Medical Necessity Germane & Inherent to Medicine
Medical Necessity is assuming even more importance as the crux of medicine with the increased focus upon the healthcare delivery model transitioning from Fee-for-Service to Fee-for-Value. An inherent challenge in decisions of medical necessity is the inherent subjectiveness of determining whether the care provided meets medical necessity. Determinations of medical necessity are fluid, with different requirements for different third-party payers. The concept of medical necessity spans the entire spectrum of healthcare whether Medicare has Local Coverage Determinations, National Coverage Determinations or other third-party payers have policy bulletins covering specific services. Medical necessity is materially fundamental to medicine, integral to the revenue cycle and greatly impacts the financial welfare of the patient. A common theme of medical necessity is clinical documentation, to what extent does the provider’s documentation convincingly outline the need for care ordered and/or provided. While there are other requirements associated with establishment of medical necessity such as frequency limitations particular to a service such as screening colonoscopies and screening mammograms, solid clinical documentation serves as the hallmark and drives determination of medical necessity.

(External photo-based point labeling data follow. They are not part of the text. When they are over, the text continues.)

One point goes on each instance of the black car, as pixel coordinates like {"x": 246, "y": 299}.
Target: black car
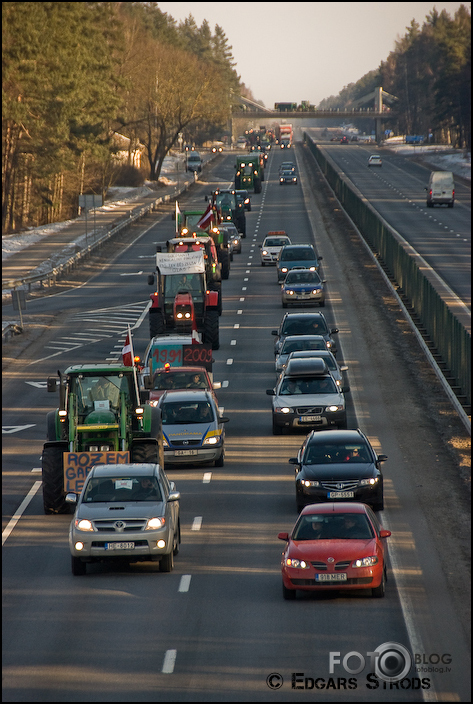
{"x": 244, "y": 196}
{"x": 338, "y": 465}
{"x": 305, "y": 324}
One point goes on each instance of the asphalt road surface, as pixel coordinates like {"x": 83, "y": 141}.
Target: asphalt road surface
{"x": 217, "y": 627}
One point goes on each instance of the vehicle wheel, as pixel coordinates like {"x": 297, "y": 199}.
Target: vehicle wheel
{"x": 78, "y": 567}
{"x": 289, "y": 594}
{"x": 157, "y": 324}
{"x": 379, "y": 592}
{"x": 211, "y": 329}
{"x": 53, "y": 478}
{"x": 177, "y": 539}
{"x": 145, "y": 452}
{"x": 166, "y": 563}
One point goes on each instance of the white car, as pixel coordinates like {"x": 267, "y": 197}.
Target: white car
{"x": 375, "y": 160}
{"x": 272, "y": 245}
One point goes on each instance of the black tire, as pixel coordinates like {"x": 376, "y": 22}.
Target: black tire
{"x": 211, "y": 329}
{"x": 157, "y": 324}
{"x": 166, "y": 563}
{"x": 53, "y": 478}
{"x": 145, "y": 451}
{"x": 288, "y": 594}
{"x": 78, "y": 567}
{"x": 379, "y": 592}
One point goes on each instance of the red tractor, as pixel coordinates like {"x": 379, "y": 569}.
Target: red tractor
{"x": 182, "y": 301}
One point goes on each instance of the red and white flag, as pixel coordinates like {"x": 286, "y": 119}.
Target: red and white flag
{"x": 127, "y": 351}
{"x": 206, "y": 219}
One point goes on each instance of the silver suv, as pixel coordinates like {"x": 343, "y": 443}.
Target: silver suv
{"x": 125, "y": 512}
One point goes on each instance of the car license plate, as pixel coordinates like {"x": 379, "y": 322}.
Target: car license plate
{"x": 339, "y": 577}
{"x": 119, "y": 546}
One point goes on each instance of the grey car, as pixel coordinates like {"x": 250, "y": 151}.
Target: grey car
{"x": 125, "y": 512}
{"x": 307, "y": 397}
{"x": 305, "y": 324}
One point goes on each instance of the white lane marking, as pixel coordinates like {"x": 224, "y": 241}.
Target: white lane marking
{"x": 197, "y": 523}
{"x": 21, "y": 508}
{"x": 169, "y": 662}
{"x": 184, "y": 584}
{"x": 8, "y": 429}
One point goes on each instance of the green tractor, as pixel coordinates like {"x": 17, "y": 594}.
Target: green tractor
{"x": 249, "y": 172}
{"x": 100, "y": 420}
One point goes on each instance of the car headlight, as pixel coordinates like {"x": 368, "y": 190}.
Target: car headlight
{"x": 83, "y": 524}
{"x": 365, "y": 561}
{"x": 298, "y": 564}
{"x": 155, "y": 523}
{"x": 213, "y": 440}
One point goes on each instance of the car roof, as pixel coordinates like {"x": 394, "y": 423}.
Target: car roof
{"x": 129, "y": 470}
{"x": 329, "y": 507}
{"x": 189, "y": 395}
{"x": 314, "y": 366}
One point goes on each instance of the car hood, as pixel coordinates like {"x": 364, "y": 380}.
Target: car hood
{"x": 191, "y": 431}
{"x": 345, "y": 470}
{"x": 120, "y": 510}
{"x": 293, "y": 401}
{"x": 338, "y": 548}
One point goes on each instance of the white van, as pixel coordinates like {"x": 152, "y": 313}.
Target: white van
{"x": 441, "y": 189}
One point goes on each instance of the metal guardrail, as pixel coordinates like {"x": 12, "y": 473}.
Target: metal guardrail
{"x": 438, "y": 311}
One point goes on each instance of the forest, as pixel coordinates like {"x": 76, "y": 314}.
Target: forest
{"x": 429, "y": 75}
{"x": 83, "y": 81}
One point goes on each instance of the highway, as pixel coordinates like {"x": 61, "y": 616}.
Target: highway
{"x": 217, "y": 627}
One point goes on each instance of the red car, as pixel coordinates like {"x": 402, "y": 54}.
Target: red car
{"x": 334, "y": 546}
{"x": 179, "y": 379}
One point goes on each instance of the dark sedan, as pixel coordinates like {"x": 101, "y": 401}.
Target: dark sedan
{"x": 338, "y": 465}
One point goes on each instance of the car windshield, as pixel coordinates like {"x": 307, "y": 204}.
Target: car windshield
{"x": 346, "y": 526}
{"x": 113, "y": 489}
{"x": 304, "y": 385}
{"x": 174, "y": 413}
{"x": 299, "y": 255}
{"x": 289, "y": 346}
{"x": 306, "y": 276}
{"x": 179, "y": 380}
{"x": 336, "y": 453}
{"x": 304, "y": 326}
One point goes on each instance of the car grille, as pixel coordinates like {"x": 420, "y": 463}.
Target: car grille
{"x": 312, "y": 410}
{"x": 108, "y": 525}
{"x": 348, "y": 485}
{"x": 322, "y": 567}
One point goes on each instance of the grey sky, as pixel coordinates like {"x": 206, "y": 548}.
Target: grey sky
{"x": 294, "y": 51}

Importance of Clinical Documentation
Clinical documentation improvement specialists play a vitally crucial role in assisting providers to establish medical necessity for services ordered and/or rendered on behalf of the patient. I am of the belief that rather than refer to the profession as Clinical Documentation Improvement Specialists, we should think of ourselves as Clinical Documentation Patient Advocates. If you take a close look at our ultimate role in documentation that accurately and completely communicates the care provided and/or ordered, we are collaborating with physicians to insure the patient receives optimal quality focused patient centered cost effective and efficient care supported by documentation reflective of the physician’s clinical judgment, medical decision making and thought processes.
Medical necessity requires clear and concise documentation of the following:
· Right Care
· Right Time
· Right Reason
· Right Venue
· Right Clinical Judgment, Medical Decision Making and Thought Processes
· Right Plan of Care
· Right Clinical Documentation.
CDI can best approach the important role of advocating for, promoting and achieving effective clinical documentation that clearly and unequivocally establishes medical necessity by collaborating with the physician to clearly describe show and tell the patient story in his/her documentation to the extent the patient can be found in the story. How does the CDI specialist tackle physician documentation to best express medical necessity? Quite simply, by focusing upon understanding and embracing the concept of clinical judgment and incorporating into our knowledge base as an integral component of regular chart review. Clinical judgment can be defined as the physician’s assessment of a patient’s particular clinical scenario and the initiation of action congruent with the assessment. Let’s break this down into understandable pieces that can be assimilated into the practice of CDI chart review.
Clinical judgment can be broken down into the following elements:
· Chief complaint
· History of present illness with an emphasis upon “present,” striving for performing and recording of at least four elements of a HPI
· Physical exam congruent with the patient’s presenting problem with focus upon abnormal findings
· Relevant Past Family Social History
· Discussion with relevance of abnormal lab values, radiology results and other available diagnostic tests results available
· Provisional and/or definitive acute diagnoses with appropriate clinical specificity and clinical rationale/thought processes documented
· Ability to trace back all acute definitive and/or provisional diagnoses to signs and symptoms as recorded in the History of Present Illness
· Plan of care congruent with the assessment- each physician order should be easily traced back to the recorded diagnosis-Don’t leave the reader hanging and relegated to assuming why treatment or workup is being performed.
Practically speaking medical necessity can be achieved through clear and complete documentation that addresses the following requirements:
· Number, acuity, severity and duration of problems addressed by physician
· Extent to which co morbidities impact complexity in management of acute clinical conditions
· Context of previous management of same conditions
· Number of body areas and organ systems the physician must contend with in clinical management
· Challenges and complexity of arriving at a diagnosis (es) and development of a reasonable management action plan
CDI as a profession can start in incorporating the important concept of medical necessity into our efforts at improving and enhancing documentation that captures by first recognizing it is within our scope of practice. Establishment of medical necessity is paramount to documentation improvement and factors into our current role of clinical documentation improvement specialists. I encourage all CDI specialists to expand their horizons and thought processes moving forward and use the above information I have outlined on key components of medical necessity in assessing the quality of the documentation in the establishment of medical necessity. The ultimate question one should be asking in reviewing the H & P is if there is a clear picture of patient acuity beginning with the chief complaint and History of Present Illness.